バランスシート(貸借対照表)や損益計算書の借方と貸方の話
簿記の世界では頻繁に借方・貸方という言葉が登場します。
この言葉は会計で必須な2つの表、バランスシート(貸借対照表)と損益計算書の左側と右側を表すものです。
翻訳したのは福沢諭吉
Wikipediaによればこれらを借方・貸方と名付けたのは福沢諭吉だそうです。
日本に初期の複式簿記と中央銀行システムを輸入したのは福沢諭吉で、「debit」・「credit」をそれぞれ「借方」・「貸方」と翻訳したのは彼である。
そう、実はこの借方と貸方、英語でも同じ意味の言葉、debitとcreditが使われています。だから福沢諭吉の和訳は正確だったわけです。
今は特別な意味はない
しかしWikipediaにも
初期の財務諸表や複式簿記は債権・債務を記載する目的が主であり、主に銀行の経理で使用されていた。それを相手方から見た視点で記録していたため、借方には相手方が借りた分を記載しているという意味があった。
時代が下り、簿記技術が発展し記録する内容が金銭の貸借関係から拡大していくにつれ、単なる「左側」という意味のみの符号と化した。
とあるように今は単に「左側・右側」を表す言葉になっています。
にもかかわらず未だこの借だの貸だのといった単語が使われているために初心者にとっては非常にわかりにくく、簿記のとっつきにくさを増しています。
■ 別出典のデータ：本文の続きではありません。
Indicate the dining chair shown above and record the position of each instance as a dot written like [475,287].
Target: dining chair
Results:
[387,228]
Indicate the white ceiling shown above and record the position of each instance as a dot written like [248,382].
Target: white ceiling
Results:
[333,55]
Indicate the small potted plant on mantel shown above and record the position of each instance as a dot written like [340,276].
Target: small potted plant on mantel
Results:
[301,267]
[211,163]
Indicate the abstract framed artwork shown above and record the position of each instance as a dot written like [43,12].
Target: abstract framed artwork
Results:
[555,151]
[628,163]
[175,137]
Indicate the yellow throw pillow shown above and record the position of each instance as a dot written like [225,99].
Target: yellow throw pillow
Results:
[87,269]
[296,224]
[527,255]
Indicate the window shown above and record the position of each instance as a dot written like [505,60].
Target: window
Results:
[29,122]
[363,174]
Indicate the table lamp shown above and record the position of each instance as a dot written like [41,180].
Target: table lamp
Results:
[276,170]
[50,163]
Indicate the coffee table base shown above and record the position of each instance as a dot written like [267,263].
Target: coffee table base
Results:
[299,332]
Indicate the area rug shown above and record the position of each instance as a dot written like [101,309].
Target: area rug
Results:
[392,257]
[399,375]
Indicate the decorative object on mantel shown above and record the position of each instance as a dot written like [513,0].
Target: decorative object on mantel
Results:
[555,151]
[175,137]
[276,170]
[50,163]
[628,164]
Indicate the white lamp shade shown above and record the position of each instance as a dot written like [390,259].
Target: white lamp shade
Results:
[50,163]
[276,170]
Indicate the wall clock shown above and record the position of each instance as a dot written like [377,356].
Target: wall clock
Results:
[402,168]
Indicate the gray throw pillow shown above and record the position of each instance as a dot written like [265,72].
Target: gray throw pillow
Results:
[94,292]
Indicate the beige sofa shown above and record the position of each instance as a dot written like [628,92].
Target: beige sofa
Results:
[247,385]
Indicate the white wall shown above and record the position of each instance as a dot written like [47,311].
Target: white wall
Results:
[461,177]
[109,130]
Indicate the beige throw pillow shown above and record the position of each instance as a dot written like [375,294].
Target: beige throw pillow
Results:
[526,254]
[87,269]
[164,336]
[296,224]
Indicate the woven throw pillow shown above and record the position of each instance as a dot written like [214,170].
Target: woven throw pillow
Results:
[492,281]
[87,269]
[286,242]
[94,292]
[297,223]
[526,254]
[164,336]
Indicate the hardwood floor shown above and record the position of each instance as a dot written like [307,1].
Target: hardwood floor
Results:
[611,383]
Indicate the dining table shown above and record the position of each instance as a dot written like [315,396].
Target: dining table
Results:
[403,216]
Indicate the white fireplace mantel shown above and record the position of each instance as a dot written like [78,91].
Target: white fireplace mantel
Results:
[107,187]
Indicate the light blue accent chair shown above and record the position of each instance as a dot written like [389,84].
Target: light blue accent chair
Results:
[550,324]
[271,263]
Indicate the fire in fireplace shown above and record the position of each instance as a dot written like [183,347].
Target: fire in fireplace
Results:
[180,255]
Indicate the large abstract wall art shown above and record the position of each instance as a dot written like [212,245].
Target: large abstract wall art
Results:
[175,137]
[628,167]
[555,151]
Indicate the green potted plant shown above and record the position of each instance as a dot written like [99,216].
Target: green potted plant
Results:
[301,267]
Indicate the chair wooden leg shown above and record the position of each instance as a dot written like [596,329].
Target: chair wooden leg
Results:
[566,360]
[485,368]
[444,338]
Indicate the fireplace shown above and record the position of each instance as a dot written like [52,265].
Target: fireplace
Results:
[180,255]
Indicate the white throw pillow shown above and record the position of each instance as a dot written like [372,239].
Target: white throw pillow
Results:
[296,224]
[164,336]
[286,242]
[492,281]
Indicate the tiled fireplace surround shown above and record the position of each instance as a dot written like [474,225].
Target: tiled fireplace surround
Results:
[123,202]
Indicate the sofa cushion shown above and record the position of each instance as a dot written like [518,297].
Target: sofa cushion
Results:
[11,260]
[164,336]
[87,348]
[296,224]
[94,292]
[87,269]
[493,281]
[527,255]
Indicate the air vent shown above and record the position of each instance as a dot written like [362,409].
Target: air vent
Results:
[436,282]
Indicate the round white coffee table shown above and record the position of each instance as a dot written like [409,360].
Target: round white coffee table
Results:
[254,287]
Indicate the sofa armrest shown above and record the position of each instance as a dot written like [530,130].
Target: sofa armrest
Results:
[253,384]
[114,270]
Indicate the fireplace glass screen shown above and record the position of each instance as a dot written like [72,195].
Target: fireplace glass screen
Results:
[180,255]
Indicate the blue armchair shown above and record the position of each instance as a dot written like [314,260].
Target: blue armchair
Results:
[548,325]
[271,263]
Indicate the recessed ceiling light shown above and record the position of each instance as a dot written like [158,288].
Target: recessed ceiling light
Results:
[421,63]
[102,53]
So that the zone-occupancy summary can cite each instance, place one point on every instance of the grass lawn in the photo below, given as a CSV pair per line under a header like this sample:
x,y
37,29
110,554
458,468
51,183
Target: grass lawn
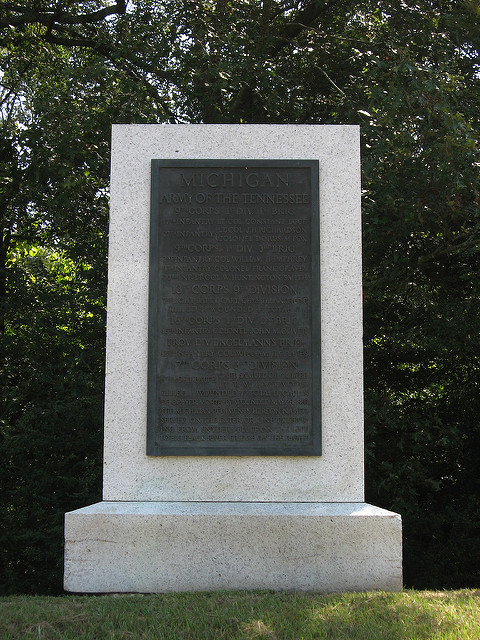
x,y
409,615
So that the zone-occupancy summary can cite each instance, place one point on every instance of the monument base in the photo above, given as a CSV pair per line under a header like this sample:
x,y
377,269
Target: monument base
x,y
155,547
個人的にはもはや「左・右」に変えればいいと思うのですが、慣習のせいで昔から簿記に携わる方々は変えることに抵抗があるのかもしれません。
このような経緯から私が人に複式簿記を紹介するときはできるだけ左・右というようにしています。
デビットカードとクレジットカード
今世の中にはお金の代わりに使えるいろいろなカードが存在しますが、バランスシートからそのままもってきたような名前がデビットカードとクレジットカードですね。
デビットカードはバランスシートの左側にある資産(預金)から支払われますし、クレジットカードで払った分はバランスシートの右側にある負債に計上されます。